What is the most attractive franchise to NBA insiders? That was the question posed this week to coaches and general managers around the league. Respondents were encouraged to consider a wide variety of factors (ownership, players, fans, appeal of the city) and could not vote for their own franchise.
Not unexpectedly, there was a wide range of answers. So wide, in fact, that one Western Conference coach actually chose the Clippers. "They've got a great young team and a huge market they're about to take over," says the Clipper advocate. Another franchise that got a single vote was Seattle. The Western Conference general manager who chose the Sonics says, "It's a great place to live, and their team has so much potential."
The Celtics, Magic, Pistons and Warriors each received two votes, though for vastly different reasons. Tradition was key for the Celtics, money-making potential was mentioned for the Pistons, rejuvenation of the Bay Area was a factor for the Warriors, and family appeal was central for the Magic. Three voters chose Chicago, among them Jazz coach Jerry Sloan "even though I got fired there once [in 1982]. The fans are just so great."

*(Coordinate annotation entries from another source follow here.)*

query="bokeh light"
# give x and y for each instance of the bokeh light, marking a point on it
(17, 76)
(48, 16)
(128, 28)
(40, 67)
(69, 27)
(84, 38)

The winners, with five votes each, were the Lakers and Suns. The former is hardly a surprise when you consider the city, the team's intelligent ownership (Jerry Buss) and management (Jerry West), and its track record of success. Perhaps Phoenix is a natural too, considering the appeal of its young and talented team. But as recently as 1987, the Suns' franchise was in disarray because of drug use by some players and accusations, which turned out to be unfounded, of a point-shaving scandal. Jerry Colangelo, president and CEO of the franchise, coach Cotton Fitzsimmons, and players such as Kevin Johnson and Jeff Hornacek deserve much credit for putting the Suns back on course. Every Phoenix voter mentioned a common theme—a classy, family-oriented organization with a future as bright as the Arizona sunshine.